牛肉や野菜、うずらのたまごが、とろっとした餡にからんで照り輝いている。これは、八宝菜! 餃子の王将とか、中華料理店で食べたことがあるけど、おばあがつくったことは一度もない。おばあが食卓に並べる中華料理といえば、豚肉の代わりに鶏肉を使った酢鶏、クックドゥの回鍋肉、味の素の冷凍ギョーザという3種のみ。そこに新たなレパートリーが加わった。

よく見ると野菜の切り方が不揃いで、餡はところどころ片栗粉がダマになっている。だからといって残念だとは思わない。ムラがあるのは、おばあの手づくりの証だ。冷凍やレトルトの料理は失敗せずに、おいしく食べられるのに決まっている。手間をかけて新たな料理に挑戦してくれたことがうれしい。おばあは口癖のように「いつ死んでもええ」とかいいながら、まだまだチャレンジ精神を失っていないのだ。本当に死んでもいいと思っている人間が、新しいことに挑戦したりはしない。

「八宝菜、うまそうやな。つくりかた知ってたんや」
僕がいうと
「それくらい知っとるわ!」
おばあはいつもの強い口調で返す。だけど続けて、
「そやけど、うまいかまずいか、ようわからんわ」
と珍しく弱気なことをいい、
「それよりイクラ、ごはんにのせといたで」
と僕の茶碗を指さして、八宝菜から話題を変えた。

おばあが晩ごはんに出した、イクラの醤油漬けオン・ライス

おばあのいう通り、僕のごはんの上にはイクラの醤油漬けがたっぷりのっている。だけどなぜ、おばあはわざわざイクラをごはんにのせてくれたのか。これまでは、食卓にイクラが出ても、小皿にのっていた。おばあは今日、初めて八宝菜をつくったというのに、何だかイクラのせごはんのほうに注目してもらいたいみたいだ。

味が「ようわからん」というのも気になる。初めてつくるものでも、おいしいかどうかくらい、わかりそうなものだ。ましてや、食べ物の好みにはうるさいおばあなのに。とにかく一口、牛肉と白菜を一緒に食べてみる……とろみのおかげで口当たりがよく、アツアツで、粉末の鶏ガラらしい中華風の味付けが効いていて……しょっぱい!
おばあが初めてつくった八宝菜
何口か食べると舌がヒリヒリするほどで、明らかに塩を入れすぎている。ちゃんと八宝菜になっているのに、基本的なところでつまづいている。それを、人一倍プライドの高いおばあは認めたくないらしい。だけどおいしいというのも気が引ける。というわけでおばあは、「ようわからん」というしかなかったのだ。

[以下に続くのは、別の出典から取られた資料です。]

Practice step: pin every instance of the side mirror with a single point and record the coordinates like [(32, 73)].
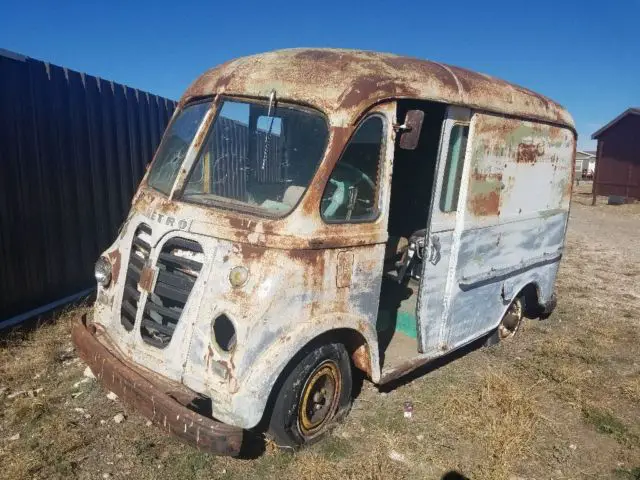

チャレンジに失敗はつきものだし、おばあの衰えない挑戦者魂にこたえたい。飲んだお茶の量は多かったけど、僕はいつも通り、すべての料理を平らげた。次は確実に、うまい! といえる味付けの八宝菜に挑戦してほしい。それまでは、死んでくれるなよ、と思いながら、僕は空になった皿の中身が、おばあに見えるように傾けながら、食器を台所へと運んだ。おばあは僕の皿の中身をチラッと横目で見ただけで、すました顔で食事を続けていた。